The problem of faceless victims is compounded by the fact that there is a class of people that politicians do see face to face on a regular basis: members of organized interest groups. Interest groups persistently seek special favors from government. And such persistence pays off, partly because politicians are not diabolical miscreants.
Government officials often go out of their way to lend a hand to familiar faces. And they no doubt feel proud and gratified when friendly farm lobbyists shake their hands warmly, slap them on the back and thank them for the subsidies. Just as politicians care little about victims they never see, they care sincerely about those with whom they are in close personal contact.
It’s human nature to favor friends over strangers, especially when those strangers are encountered merely as data points in bureaucratic reports.
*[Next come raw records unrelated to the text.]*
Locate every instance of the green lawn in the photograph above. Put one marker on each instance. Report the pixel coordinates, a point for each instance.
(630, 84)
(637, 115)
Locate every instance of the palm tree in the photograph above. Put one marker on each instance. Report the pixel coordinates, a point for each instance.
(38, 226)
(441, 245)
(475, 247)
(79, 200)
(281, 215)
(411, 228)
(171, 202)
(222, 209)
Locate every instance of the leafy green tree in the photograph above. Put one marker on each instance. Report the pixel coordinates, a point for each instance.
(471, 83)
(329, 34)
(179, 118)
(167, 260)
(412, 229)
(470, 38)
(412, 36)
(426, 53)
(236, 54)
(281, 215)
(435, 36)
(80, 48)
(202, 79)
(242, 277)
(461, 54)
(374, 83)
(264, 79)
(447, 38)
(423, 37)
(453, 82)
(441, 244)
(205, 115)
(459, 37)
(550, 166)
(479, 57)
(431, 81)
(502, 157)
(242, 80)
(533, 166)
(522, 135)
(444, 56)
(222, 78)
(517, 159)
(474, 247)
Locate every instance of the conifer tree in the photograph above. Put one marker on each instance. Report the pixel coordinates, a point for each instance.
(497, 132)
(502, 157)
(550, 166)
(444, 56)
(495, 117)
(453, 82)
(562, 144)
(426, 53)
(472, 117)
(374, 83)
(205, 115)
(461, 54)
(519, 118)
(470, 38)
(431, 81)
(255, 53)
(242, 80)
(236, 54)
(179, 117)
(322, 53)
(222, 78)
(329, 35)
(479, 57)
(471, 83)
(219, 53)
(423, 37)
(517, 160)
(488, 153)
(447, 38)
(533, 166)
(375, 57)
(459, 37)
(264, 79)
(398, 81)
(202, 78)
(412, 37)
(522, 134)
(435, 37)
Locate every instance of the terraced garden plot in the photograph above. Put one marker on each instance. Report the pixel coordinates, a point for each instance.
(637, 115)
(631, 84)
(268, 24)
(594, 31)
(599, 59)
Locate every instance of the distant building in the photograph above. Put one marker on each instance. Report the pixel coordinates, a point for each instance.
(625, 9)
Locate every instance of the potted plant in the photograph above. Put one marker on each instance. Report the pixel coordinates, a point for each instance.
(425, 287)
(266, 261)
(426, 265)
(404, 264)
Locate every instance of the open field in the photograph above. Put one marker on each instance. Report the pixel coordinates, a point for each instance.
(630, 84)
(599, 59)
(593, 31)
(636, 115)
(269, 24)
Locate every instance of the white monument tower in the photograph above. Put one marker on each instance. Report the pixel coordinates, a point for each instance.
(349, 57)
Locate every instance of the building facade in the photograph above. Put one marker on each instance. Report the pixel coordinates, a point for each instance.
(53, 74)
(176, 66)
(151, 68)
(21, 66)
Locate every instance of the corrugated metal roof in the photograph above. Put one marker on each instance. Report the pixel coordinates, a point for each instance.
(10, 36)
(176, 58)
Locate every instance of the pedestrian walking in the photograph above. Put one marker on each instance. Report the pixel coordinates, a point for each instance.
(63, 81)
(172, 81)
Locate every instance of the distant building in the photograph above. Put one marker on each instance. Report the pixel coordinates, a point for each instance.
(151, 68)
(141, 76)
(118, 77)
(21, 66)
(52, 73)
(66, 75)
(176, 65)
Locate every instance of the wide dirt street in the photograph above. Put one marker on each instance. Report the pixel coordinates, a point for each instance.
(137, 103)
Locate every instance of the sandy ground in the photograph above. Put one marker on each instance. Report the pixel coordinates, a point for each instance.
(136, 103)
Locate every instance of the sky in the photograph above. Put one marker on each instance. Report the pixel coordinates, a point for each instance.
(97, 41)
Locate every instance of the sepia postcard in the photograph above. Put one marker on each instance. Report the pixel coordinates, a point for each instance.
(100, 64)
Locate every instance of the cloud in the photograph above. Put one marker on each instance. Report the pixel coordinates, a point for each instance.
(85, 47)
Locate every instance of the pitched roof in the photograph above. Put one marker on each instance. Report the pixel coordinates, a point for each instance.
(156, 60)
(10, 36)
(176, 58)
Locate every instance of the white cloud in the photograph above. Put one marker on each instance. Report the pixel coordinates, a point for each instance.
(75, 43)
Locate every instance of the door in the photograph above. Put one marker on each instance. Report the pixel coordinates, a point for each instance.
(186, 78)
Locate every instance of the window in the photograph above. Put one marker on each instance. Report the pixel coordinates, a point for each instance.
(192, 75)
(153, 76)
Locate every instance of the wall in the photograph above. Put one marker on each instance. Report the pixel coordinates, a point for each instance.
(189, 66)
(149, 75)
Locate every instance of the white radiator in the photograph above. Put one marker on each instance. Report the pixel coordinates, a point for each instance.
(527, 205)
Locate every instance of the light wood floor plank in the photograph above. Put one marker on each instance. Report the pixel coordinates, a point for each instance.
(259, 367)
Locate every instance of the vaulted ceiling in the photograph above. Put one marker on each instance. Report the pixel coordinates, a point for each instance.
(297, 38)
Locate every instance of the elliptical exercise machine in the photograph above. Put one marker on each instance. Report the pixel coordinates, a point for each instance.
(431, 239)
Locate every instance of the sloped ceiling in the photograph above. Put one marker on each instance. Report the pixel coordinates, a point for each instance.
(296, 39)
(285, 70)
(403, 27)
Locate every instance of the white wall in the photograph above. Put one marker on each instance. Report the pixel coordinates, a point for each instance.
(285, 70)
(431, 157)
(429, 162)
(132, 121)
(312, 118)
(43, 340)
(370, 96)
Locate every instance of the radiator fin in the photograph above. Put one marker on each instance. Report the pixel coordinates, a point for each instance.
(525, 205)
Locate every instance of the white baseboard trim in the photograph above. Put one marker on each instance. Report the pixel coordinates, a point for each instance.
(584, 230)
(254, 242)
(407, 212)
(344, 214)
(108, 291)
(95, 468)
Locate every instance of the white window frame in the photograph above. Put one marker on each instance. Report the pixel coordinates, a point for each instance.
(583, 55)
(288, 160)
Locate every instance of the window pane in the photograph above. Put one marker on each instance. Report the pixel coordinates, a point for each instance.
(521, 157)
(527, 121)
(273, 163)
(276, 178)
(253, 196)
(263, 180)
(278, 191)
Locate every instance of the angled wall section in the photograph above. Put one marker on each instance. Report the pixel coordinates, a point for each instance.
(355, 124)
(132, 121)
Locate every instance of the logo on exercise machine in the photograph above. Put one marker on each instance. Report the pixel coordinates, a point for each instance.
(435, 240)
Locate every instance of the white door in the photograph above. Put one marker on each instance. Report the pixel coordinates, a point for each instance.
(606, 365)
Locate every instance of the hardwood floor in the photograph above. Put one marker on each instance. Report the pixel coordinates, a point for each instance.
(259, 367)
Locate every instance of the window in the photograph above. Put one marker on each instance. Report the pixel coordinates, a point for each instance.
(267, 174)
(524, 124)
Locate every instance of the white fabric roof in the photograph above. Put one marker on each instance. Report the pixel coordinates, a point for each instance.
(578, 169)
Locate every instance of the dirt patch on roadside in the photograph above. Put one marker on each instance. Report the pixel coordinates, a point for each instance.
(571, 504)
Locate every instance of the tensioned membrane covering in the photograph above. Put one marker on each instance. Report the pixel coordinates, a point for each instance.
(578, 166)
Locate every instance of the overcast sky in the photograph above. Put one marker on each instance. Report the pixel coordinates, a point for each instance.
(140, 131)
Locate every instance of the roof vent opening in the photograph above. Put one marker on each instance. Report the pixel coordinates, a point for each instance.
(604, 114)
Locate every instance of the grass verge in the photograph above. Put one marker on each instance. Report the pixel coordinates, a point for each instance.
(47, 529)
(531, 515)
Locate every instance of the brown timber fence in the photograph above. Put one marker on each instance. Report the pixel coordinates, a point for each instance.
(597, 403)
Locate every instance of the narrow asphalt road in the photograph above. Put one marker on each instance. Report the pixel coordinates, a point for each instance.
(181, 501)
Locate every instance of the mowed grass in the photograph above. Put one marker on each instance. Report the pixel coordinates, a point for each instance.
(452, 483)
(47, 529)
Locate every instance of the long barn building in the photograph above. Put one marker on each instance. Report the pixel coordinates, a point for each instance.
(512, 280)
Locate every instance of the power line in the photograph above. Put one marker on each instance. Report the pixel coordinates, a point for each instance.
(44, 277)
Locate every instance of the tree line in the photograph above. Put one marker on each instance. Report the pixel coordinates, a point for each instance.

The longer a politician holds office, the more his or her circle of friends and acquaintances consists of interest-group representatives and other politicians, all of whom are forever seeking political favors.
In addition, extended time in office causes politicians to lose face-to-face contact with the ordinary folks back home.
If every politician actually saw the faces of his or her victims in addition to the faces of his or her interest-group clients, the political game would be less biased against consumers and other persons not represented by lobbyists strolling the halls of government power. Unfortunately, the reality of modern politics is that only groups with relatively few members can organize for face-to-face political lobbying.
Consequently, without some fundamental change in the scope of government, most citizens will continue to be victims of the policy bombs forever dropping out of Washington and state capitals.